The extended Antoine equation parameters for the vapor pressure model were analytically derived from the Riedel model using the values of T_b, T_c, and P_c listed in Table 3. The values of all parameters were similar for both the PCES and the current Python-based algorithms, as listed in Table 4. Slight differences were observed in C_P,2, C_P,6, C_P,8, and C_P,9 owing to variations in T_b and T_c, as mentioned in Section 3.1. The percent mean absolute residuals between the PCES method and the current Python-based algorithm for P are 0.47, 0.44, 0.46, 0.34, 0.60, 0.67, and 0.53% for DHMF, FDA, DEMB, GSH, VITB5, HCYS, and AH, respectively.

Table 4. Estimation of Extended Antoine Equation Parameters Using the PCES Method and the Current Python-Based Algorithm.
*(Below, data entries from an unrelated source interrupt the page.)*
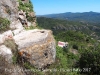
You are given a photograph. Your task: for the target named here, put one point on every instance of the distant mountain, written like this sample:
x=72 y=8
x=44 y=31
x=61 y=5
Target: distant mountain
x=58 y=26
x=92 y=17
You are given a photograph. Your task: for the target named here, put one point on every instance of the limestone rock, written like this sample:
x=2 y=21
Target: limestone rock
x=37 y=47
x=9 y=9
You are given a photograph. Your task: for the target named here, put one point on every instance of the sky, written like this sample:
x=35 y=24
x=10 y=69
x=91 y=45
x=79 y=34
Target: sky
x=43 y=7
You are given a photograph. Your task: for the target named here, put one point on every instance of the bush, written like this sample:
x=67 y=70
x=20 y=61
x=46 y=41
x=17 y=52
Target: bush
x=4 y=24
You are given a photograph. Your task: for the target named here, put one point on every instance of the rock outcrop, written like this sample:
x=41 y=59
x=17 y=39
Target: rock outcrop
x=9 y=9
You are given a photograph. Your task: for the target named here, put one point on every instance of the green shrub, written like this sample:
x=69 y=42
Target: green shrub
x=4 y=24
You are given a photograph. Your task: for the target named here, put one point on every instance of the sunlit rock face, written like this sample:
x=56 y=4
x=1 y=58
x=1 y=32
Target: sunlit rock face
x=37 y=47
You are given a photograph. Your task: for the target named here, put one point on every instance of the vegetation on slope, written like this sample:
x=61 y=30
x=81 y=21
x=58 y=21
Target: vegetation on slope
x=92 y=17
x=81 y=56
x=58 y=26
x=4 y=24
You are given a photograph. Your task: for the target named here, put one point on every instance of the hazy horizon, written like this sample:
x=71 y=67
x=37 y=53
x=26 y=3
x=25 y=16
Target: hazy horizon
x=43 y=7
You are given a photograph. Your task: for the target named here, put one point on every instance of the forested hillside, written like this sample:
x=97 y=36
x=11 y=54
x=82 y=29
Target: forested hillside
x=85 y=16
x=58 y=26
x=82 y=53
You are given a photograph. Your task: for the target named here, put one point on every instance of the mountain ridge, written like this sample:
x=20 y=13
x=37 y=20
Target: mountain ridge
x=92 y=17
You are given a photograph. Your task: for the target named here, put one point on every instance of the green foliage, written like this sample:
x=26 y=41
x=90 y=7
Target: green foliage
x=32 y=70
x=11 y=44
x=4 y=24
x=90 y=59
x=27 y=7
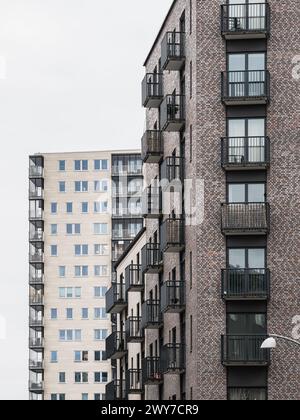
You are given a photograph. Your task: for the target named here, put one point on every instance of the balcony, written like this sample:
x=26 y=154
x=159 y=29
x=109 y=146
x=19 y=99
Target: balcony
x=116 y=300
x=152 y=90
x=152 y=371
x=245 y=153
x=134 y=383
x=246 y=284
x=245 y=219
x=245 y=21
x=151 y=315
x=173 y=297
x=173 y=51
x=133 y=329
x=116 y=390
x=173 y=358
x=244 y=350
x=172 y=235
x=246 y=87
x=152 y=146
x=151 y=259
x=134 y=279
x=172 y=113
x=116 y=345
x=152 y=203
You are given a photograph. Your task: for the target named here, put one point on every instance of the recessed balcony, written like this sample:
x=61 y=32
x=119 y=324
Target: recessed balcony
x=173 y=51
x=172 y=235
x=244 y=350
x=173 y=297
x=245 y=153
x=172 y=113
x=152 y=90
x=245 y=284
x=245 y=219
x=152 y=146
x=245 y=21
x=246 y=87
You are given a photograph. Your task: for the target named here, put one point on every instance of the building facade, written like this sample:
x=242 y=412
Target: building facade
x=215 y=270
x=74 y=200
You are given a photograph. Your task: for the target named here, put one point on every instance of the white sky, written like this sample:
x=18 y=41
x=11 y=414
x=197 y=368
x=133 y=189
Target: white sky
x=72 y=82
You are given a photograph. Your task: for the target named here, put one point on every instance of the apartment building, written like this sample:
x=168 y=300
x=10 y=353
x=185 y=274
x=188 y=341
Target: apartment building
x=76 y=224
x=215 y=269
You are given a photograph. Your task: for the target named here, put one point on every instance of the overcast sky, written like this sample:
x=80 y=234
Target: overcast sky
x=70 y=73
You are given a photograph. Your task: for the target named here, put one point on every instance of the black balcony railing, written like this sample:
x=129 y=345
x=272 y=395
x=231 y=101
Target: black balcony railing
x=151 y=258
x=243 y=350
x=116 y=345
x=152 y=202
x=173 y=358
x=252 y=87
x=246 y=284
x=152 y=371
x=173 y=296
x=245 y=218
x=134 y=279
x=116 y=299
x=172 y=113
x=152 y=90
x=133 y=329
x=151 y=314
x=172 y=235
x=245 y=20
x=134 y=382
x=152 y=146
x=245 y=153
x=173 y=51
x=115 y=390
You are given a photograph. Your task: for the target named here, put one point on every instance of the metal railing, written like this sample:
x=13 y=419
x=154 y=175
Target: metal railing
x=252 y=283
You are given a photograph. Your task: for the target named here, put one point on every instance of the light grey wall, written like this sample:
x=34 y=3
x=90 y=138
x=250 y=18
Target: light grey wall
x=70 y=73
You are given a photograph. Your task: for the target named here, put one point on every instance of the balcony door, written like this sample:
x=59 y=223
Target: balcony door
x=247 y=74
x=246 y=140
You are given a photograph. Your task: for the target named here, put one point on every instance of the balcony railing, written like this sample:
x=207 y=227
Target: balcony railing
x=173 y=297
x=134 y=331
x=172 y=235
x=116 y=345
x=172 y=113
x=134 y=383
x=151 y=258
x=116 y=390
x=152 y=90
x=245 y=218
x=173 y=51
x=152 y=146
x=246 y=284
x=246 y=87
x=152 y=371
x=173 y=358
x=152 y=202
x=244 y=350
x=151 y=314
x=116 y=300
x=240 y=21
x=245 y=153
x=134 y=279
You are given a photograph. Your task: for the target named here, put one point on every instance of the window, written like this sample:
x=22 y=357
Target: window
x=100 y=228
x=62 y=186
x=62 y=165
x=81 y=165
x=53 y=208
x=81 y=186
x=100 y=270
x=101 y=249
x=100 y=335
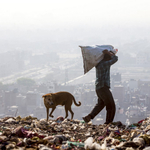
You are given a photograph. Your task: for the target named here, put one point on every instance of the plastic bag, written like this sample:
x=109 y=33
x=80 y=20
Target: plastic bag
x=92 y=55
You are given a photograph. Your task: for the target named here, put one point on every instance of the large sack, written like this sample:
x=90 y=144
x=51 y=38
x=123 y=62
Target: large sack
x=92 y=55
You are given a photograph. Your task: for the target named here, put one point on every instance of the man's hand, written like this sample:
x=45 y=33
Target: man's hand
x=105 y=51
x=108 y=52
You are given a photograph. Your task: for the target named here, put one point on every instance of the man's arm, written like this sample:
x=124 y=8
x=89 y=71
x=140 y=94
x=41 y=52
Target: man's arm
x=108 y=52
x=113 y=59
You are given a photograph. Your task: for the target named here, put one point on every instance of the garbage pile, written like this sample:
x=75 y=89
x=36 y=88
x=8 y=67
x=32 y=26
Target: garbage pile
x=29 y=133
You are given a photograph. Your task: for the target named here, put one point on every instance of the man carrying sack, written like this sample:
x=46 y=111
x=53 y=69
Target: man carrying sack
x=102 y=84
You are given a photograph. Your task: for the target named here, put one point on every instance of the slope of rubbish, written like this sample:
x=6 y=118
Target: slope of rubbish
x=31 y=134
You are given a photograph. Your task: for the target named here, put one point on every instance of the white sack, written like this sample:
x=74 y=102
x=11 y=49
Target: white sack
x=92 y=55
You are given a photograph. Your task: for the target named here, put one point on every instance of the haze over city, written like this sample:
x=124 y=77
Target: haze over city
x=40 y=40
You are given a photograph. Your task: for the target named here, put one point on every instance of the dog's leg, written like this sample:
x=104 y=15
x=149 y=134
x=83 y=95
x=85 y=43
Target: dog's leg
x=47 y=109
x=52 y=112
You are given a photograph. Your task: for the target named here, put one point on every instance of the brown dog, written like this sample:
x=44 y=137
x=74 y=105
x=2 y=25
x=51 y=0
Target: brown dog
x=51 y=100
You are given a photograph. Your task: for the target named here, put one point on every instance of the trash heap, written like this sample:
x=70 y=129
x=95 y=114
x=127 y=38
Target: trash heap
x=29 y=133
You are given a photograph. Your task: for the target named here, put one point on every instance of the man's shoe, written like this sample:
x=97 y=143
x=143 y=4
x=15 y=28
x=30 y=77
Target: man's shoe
x=87 y=118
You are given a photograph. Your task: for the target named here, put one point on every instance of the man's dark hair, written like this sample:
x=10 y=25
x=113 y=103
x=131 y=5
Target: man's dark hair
x=107 y=57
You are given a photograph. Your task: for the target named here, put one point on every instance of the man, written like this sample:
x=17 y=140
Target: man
x=102 y=84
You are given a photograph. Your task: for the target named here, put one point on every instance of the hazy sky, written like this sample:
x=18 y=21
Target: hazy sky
x=58 y=13
x=75 y=18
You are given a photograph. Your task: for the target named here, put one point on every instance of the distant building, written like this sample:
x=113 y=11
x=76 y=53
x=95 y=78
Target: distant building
x=133 y=84
x=141 y=58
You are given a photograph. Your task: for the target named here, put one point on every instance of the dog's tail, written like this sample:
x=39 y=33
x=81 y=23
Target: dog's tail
x=76 y=102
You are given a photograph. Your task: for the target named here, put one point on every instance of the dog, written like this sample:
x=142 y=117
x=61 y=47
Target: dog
x=51 y=100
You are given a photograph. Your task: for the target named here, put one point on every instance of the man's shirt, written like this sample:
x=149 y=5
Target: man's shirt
x=103 y=72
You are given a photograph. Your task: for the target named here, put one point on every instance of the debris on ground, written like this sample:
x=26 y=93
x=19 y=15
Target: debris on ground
x=29 y=133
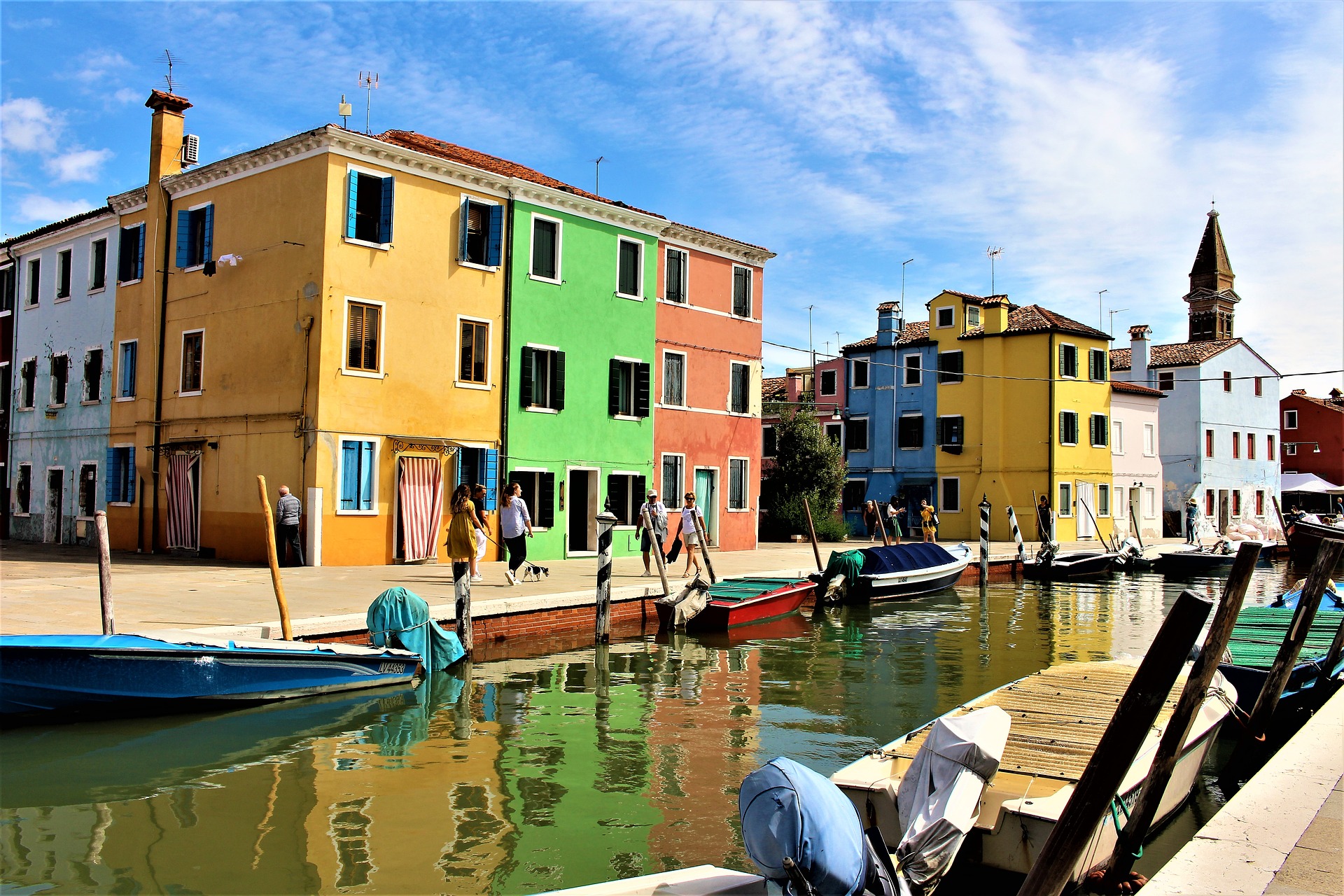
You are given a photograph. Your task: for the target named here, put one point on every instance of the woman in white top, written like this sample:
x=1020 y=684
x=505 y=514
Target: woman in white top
x=690 y=536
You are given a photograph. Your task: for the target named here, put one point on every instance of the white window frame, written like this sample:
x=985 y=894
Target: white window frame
x=457 y=372
x=640 y=272
x=559 y=246
x=382 y=333
x=182 y=358
x=378 y=463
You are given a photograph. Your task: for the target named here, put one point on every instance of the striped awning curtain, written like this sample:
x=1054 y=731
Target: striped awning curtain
x=420 y=493
x=182 y=503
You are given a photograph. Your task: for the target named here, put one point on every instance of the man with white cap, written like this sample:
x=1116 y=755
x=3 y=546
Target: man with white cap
x=659 y=516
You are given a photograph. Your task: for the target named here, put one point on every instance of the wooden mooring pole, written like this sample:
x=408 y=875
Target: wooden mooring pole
x=1119 y=746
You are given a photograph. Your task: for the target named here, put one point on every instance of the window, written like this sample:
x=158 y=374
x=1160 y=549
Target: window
x=857 y=435
x=629 y=267
x=473 y=365
x=127 y=382
x=675 y=267
x=93 y=375
x=99 y=265
x=546 y=248
x=738 y=482
x=539 y=493
x=23 y=489
x=672 y=480
x=192 y=349
x=480 y=234
x=64 y=264
x=1069 y=428
x=913 y=371
x=951 y=434
x=1097 y=365
x=860 y=375
x=131 y=254
x=88 y=489
x=951 y=496
x=121 y=475
x=543 y=378
x=34 y=281
x=951 y=367
x=1097 y=429
x=1069 y=360
x=673 y=379
x=828 y=383
x=628 y=388
x=358 y=476
x=910 y=431
x=739 y=398
x=742 y=292
x=626 y=493
x=195 y=235
x=363 y=337
x=59 y=379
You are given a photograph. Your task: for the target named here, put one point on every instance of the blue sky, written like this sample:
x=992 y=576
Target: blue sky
x=1084 y=139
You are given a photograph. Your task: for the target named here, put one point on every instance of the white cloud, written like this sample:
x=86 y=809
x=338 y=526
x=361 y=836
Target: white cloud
x=77 y=166
x=43 y=209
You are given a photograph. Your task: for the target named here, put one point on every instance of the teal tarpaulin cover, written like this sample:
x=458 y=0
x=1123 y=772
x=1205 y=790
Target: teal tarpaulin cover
x=400 y=618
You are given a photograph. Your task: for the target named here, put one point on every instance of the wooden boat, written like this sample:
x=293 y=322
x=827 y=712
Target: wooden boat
x=742 y=601
x=1058 y=718
x=140 y=673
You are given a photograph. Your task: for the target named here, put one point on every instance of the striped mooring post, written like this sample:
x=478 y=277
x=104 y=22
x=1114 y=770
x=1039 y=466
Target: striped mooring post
x=984 y=539
x=603 y=631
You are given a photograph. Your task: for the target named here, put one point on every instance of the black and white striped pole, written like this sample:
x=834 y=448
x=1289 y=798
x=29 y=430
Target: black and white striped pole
x=605 y=520
x=984 y=539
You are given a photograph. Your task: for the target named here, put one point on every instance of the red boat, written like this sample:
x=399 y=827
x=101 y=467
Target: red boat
x=742 y=601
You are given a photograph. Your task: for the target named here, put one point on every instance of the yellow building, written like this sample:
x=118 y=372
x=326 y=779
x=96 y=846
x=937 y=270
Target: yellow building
x=309 y=311
x=1023 y=412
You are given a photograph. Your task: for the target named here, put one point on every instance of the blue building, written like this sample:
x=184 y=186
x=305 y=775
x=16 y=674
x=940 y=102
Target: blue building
x=890 y=410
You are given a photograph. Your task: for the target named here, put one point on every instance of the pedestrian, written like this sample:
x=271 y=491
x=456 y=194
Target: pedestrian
x=689 y=533
x=659 y=520
x=515 y=528
x=288 y=511
x=929 y=516
x=463 y=528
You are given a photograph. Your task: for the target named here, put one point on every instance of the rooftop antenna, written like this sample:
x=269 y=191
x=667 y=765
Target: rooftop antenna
x=369 y=81
x=993 y=253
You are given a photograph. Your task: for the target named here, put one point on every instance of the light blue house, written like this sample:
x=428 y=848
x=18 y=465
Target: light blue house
x=890 y=407
x=62 y=383
x=1218 y=426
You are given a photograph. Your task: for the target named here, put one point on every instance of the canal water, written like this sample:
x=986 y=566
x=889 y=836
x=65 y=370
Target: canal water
x=524 y=776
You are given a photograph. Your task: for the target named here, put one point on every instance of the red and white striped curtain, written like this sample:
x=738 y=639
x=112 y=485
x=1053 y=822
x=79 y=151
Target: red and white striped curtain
x=420 y=493
x=182 y=503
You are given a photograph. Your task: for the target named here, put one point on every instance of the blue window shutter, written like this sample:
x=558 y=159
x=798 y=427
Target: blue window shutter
x=495 y=248
x=385 y=222
x=492 y=475
x=183 y=237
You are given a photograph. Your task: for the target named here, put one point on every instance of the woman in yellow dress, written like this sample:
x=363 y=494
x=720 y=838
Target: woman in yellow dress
x=461 y=530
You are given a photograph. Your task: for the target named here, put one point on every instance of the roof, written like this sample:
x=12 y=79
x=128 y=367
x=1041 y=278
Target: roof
x=1034 y=318
x=1135 y=388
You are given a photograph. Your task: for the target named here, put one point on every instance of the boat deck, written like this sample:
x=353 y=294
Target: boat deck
x=1058 y=716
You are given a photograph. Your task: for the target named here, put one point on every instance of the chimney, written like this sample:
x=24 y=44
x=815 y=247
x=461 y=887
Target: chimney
x=1139 y=354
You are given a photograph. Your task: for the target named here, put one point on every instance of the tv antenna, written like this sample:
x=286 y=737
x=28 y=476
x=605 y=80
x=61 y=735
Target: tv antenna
x=369 y=81
x=993 y=253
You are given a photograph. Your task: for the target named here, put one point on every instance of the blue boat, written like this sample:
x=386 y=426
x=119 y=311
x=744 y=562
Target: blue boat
x=147 y=675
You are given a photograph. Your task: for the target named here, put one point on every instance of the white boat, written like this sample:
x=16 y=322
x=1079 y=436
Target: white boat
x=1058 y=718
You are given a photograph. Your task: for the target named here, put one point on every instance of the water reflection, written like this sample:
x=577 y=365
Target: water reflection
x=522 y=776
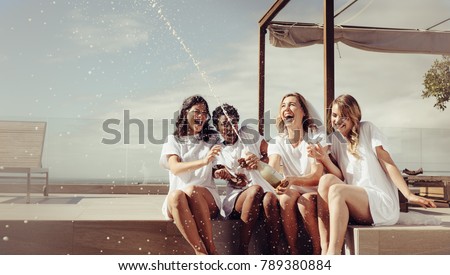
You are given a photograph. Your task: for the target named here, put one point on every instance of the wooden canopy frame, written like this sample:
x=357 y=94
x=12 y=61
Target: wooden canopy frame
x=328 y=41
x=291 y=34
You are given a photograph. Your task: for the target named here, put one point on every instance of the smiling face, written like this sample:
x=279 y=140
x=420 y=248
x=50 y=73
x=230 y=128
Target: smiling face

substance	method	CP,1	CP,2	CP,3	CP,4	CP,5	CP,6	CP,7	CP,8	CP,9
DHMF	PCES	52.00	–7.323 × 103	0	0	–5.742	4.439 × 10–18	6.0	150.7	370.6
	this work	52.00	–7.325 × 103	0	0	–5.741	4.426 × 10–18	6.0	150.9	370.9
FDA	PCES	74.54	–1.038 × 104	0	0	–8.659	3.559 × 10–18	6.0	226.8	425.2
	this work	74.54	–1.039 × 104	0	0	–8.658	3.550 × 10–18	6.0	227.0	425.5
DEMB	PCES	68.55	–8.754 × 103	0	0	–8.041	6.929 × 10–18	6.0	176.1	346.5
	this work	68.55	–8.758 × 103	0	0	–8.040	6.910 × 10–18	6.0	176.3	346.8
GSH	PCES	226.9	–4.689 × 104	0	0	–26.26	2.026 × 10–19	6.0	788.7	1031
	this work	226.9	–4.690 × 104	0	0	–26.26	2.023 × 10–19	6.0	788.9	1032
VITB5	PCES	213.9	–3.602 × 104	0	0	–25.42	8.081 × 10–19	6.0	562.4	757.8
	this work	213.9	–3.603 × 104	0	0	–25.42	8.069 × 10–19	6.0	562.6	758.1
HCYS	PCES	100.6	–1.487 × 104	0	0	–11.75	1.951 × 10–18	6.0	298.2	527.9
	this work	100.6	–1.488 × 104	0	0	–11.75	1.947 × 10–18	6.0	298.4	528.2
AH	PCES	119.3	–1.755 × 104	0	0	–14.14	1.971 × 10–18	6.0	339.4	545.9
	this work	119.3	–1.755 × 104	0	0	–14.14	1.967 × 10–18	6.0	339.6	546.2

3.3. Liquid Molar Volume

For the current Python-based algorithm, Z^RA was obtained from the empirical model of eq 36 proposed by Gunn and Yamada. However, there is no clear published algorithm for estimating Z^RA for the PCES method. Nevertheless, the PCES method and the current Python-based algorithm yielded similar results, as shown in Table 5. This example demonstrates the versatility of the empirical model proposed by Gunn and Yamada (eq 36) for obtaining the Rackett parameter. Figure 1 shows the calculated liquid molar volumes for FDA and HCYS, demonstrating that the simulation results were almost identical. The calculation results for the liquid molar volume of all substances can be seen in Figure S1 in the Supporting Information. The percent mean absolute residuals between the PCES method and the current Python-based algorithm for V^l are 0.48, 0.89, 0.66, 0.62, 0.61, 0.78, and 1.14% for DHMF, FDA, DEMB, GSH, VITB5, HCYS, and AH, respectively.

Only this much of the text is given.